Metadata-Version: 2.4
Name: gitlab-harvester
Version: 0.2.11
Summary: Build a GitLab instance project index and search repositories for sensitive keywords (API-only, no cloning).
Author-email: Cur1iosity <cur1iosity@protonmail.com>
License: MIT
Project-URL: Homepage, https://github.com/Cur1iosity/GitlabHarvester
Project-URL: Repository, https://github.com/Cur1iosity/GitlabHarvester
Project-URL: Issues, https://github.com/Cur1iosity/GitlabHarvester/issues
Project-URL: Documentation, https://github.com/Cur1iosity/GitlabHarvester#readme
Project-URL: Changelog, https://github.com/Cur1iosity/GitlabHarvester/releases
Keywords: gitlab,gitlab-api,code-search,secret-scanning,secret-detection,credential-leak,leak-detection,security-audit,devsecops,pentest,red-team,redteam,osint,recon,compliance,cli
Classifier: Development Status :: 3 - Alpha
Classifier: Environment :: Console
Classifier: Intended Audience :: Developers
Classifier: Intended Audience :: Information Technology
Classifier: Intended Audience :: System Administrators
Classifier: License :: OSI Approved :: MIT License
Classifier: Programming Language :: Python :: 3
Classifier: Programming Language :: Python :: 3.10
Classifier: Programming Language :: Python :: 3.11
Classifier: Programming Language :: Python :: 3.12
Classifier: Programming Language :: Python :: 3.13
Classifier: Topic :: Security
Classifier: Topic :: Utilities
Classifier: Topic :: Software Development :: Quality Assurance
Requires-Python: >=3.10
Description-Content-Type: text/markdown
License-File: LICENSE
Requires-Dist: python-gitlab>=8.0.0
Requires-Dist: tqdm>=4.66.0
Requires-Dist: requests>=2.31.0
Dynamic: license-file

# GitlabHarvester — Global GitLab Code & Secret Search Tool (Python)

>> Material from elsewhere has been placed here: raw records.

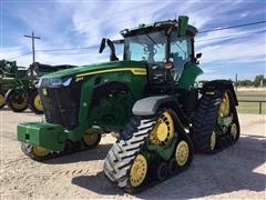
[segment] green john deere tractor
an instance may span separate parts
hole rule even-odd
[[[0,60],[0,109],[6,104],[14,112],[30,108],[34,113],[43,113],[37,83],[41,76],[73,66],[48,66],[35,62],[25,69],[16,61]]]
[[[177,20],[121,31],[103,39],[110,62],[41,78],[45,122],[18,126],[22,151],[35,160],[95,147],[102,132],[119,132],[104,160],[105,176],[126,191],[143,189],[186,170],[194,148],[217,152],[239,138],[237,99],[231,81],[202,88],[196,78],[197,29]],[[123,60],[114,43],[124,44]]]

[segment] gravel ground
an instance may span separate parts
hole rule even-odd
[[[239,141],[214,156],[196,154],[191,168],[141,193],[124,193],[103,176],[112,136],[93,150],[35,162],[20,150],[17,124],[31,112],[0,111],[1,199],[266,199],[266,116],[241,114]]]

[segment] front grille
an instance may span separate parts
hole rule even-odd
[[[43,89],[47,94],[43,94]],[[73,129],[79,123],[80,84],[58,88],[40,87],[44,116],[49,123],[61,124],[66,129]]]

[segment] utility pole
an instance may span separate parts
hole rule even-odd
[[[238,84],[238,82],[237,82],[238,80],[237,80],[237,73],[235,74],[235,89],[236,89],[236,91],[237,91],[237,84]]]
[[[34,32],[31,32],[31,36],[27,36],[24,34],[25,38],[30,38],[31,39],[31,46],[32,46],[32,63],[33,63],[33,68],[35,67],[35,39],[41,39],[40,37],[35,37]],[[31,79],[32,81],[34,80],[33,78],[33,68],[30,69],[31,70]]]
[[[31,44],[32,44],[32,61],[33,63],[35,62],[35,44],[34,44],[34,41],[35,39],[41,39],[40,37],[35,37],[34,36],[34,32],[32,31],[31,36],[27,36],[24,34],[25,38],[31,38]]]

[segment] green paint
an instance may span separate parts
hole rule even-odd
[[[190,89],[195,83],[196,78],[202,74],[203,71],[196,64],[186,66],[178,82],[178,88]]]
[[[177,30],[181,36],[185,36],[186,30],[196,33],[195,28],[187,26],[187,17],[180,18]],[[175,21],[175,23],[177,22]],[[141,31],[142,29],[151,28],[153,28],[153,24],[142,26],[135,30]],[[134,68],[137,68],[139,72],[134,71],[133,73],[132,70]],[[51,151],[62,151],[66,139],[80,141],[91,127],[98,127],[108,131],[121,131],[131,119],[132,107],[139,99],[166,94],[164,90],[165,83],[156,86],[156,92],[146,89],[149,74],[140,74],[142,73],[140,71],[143,70],[146,70],[146,63],[143,61],[111,61],[86,64],[43,76],[42,78],[60,81],[72,78],[72,83],[65,87],[71,87],[73,83],[81,84],[79,123],[72,130],[68,130],[60,124],[44,122],[22,123],[18,126],[18,140],[37,144]],[[185,67],[176,86],[177,89],[190,89],[201,73],[203,71],[195,63]],[[123,86],[126,92],[115,88],[116,84],[113,88],[114,83]],[[94,100],[95,92],[100,91],[101,88],[104,88],[102,94]],[[43,89],[42,92],[45,94],[47,89]],[[182,96],[178,91],[175,94]],[[92,104],[93,102],[94,104]],[[176,139],[175,137],[174,141],[166,149],[153,144],[149,144],[149,148],[150,150],[155,150],[162,159],[167,160],[174,151]]]
[[[178,17],[178,37],[186,36],[188,18],[186,16]]]
[[[51,151],[62,151],[64,149],[66,136],[62,126],[30,122],[18,126],[18,140],[47,148]]]

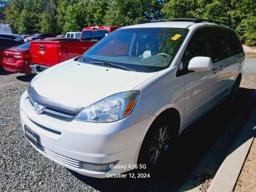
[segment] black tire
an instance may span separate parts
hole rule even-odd
[[[234,104],[236,103],[237,96],[237,91],[240,86],[240,82],[241,78],[238,77],[236,80],[236,81],[235,81],[234,85],[233,85],[233,87],[232,87],[231,92],[229,97],[229,102],[231,104]]]
[[[167,121],[167,119],[164,116],[158,118],[150,126],[142,142],[138,164],[146,164],[147,172],[160,171],[162,169],[161,168],[166,166],[165,163],[171,157],[170,146],[172,145],[172,148],[173,148],[172,145],[174,145],[178,135],[173,131],[173,129],[171,128],[170,121]],[[172,125],[173,126],[175,126]],[[159,138],[160,135],[162,137],[161,141]],[[158,153],[156,154],[158,151]],[[158,157],[153,156],[155,152],[155,155],[159,155]],[[154,161],[154,160],[155,160]]]

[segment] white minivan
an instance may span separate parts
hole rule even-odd
[[[66,34],[66,37],[80,39],[82,32],[68,32]]]
[[[92,177],[154,169],[190,124],[234,102],[245,55],[233,30],[202,19],[144,22],[31,81],[20,118],[37,151]]]

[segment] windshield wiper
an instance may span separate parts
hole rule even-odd
[[[83,60],[84,60],[84,62],[86,62],[86,61],[85,61],[85,59],[84,57],[84,56],[83,56],[83,55],[81,55],[81,57],[83,58]]]
[[[101,62],[100,61],[91,61],[90,63],[98,64],[104,64],[104,65],[110,65],[110,66],[116,67],[116,68],[119,68],[120,69],[122,69],[124,70],[127,70],[128,71],[134,71],[132,70],[128,69],[128,68],[126,68],[125,67],[124,67],[123,66],[121,66],[120,65],[116,65],[116,64],[113,64],[112,63],[109,63],[108,62],[106,61],[105,61],[104,62]]]

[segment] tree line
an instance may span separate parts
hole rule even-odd
[[[18,34],[65,34],[92,26],[202,18],[226,23],[243,43],[256,46],[255,0],[0,0],[0,20]]]

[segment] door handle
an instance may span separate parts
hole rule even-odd
[[[217,68],[214,68],[213,70],[212,71],[212,72],[213,73],[216,73],[216,72],[217,72],[219,70],[218,69],[217,69]]]
[[[220,70],[222,70],[222,69],[223,69],[223,68],[224,68],[224,66],[223,66],[223,65],[220,65],[218,69]]]

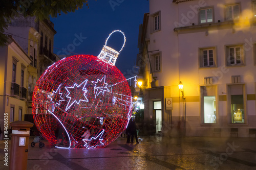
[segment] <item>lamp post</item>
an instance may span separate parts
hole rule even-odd
[[[181,92],[182,98],[183,102],[183,130],[184,136],[186,136],[186,99],[184,97],[183,84],[181,81],[179,83],[179,88]]]

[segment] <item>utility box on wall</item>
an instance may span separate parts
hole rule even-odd
[[[27,169],[30,128],[33,124],[15,121],[10,124],[12,127],[10,170]]]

![PyPI](https://img.shields.io/pypi/v/gitlab-harvester)
![Python](https://img.shields.io/badge/python-3.10%2B-blue)
![License](https://img.shields.io/github/license/Cur1iosity/GitlabHarvester)
![Last Commit](https://img.shields.io/github/last-commit/Cur1iosity/GitlabHarvester)

**GitlabHarvester** is a fast, scalable tool for searching keywords across an entire GitLab instance using the API — without cloning repositories.
Built for **security audits, secret discovery, compliance checks, and large-scale code intelligence** across thousands of projects.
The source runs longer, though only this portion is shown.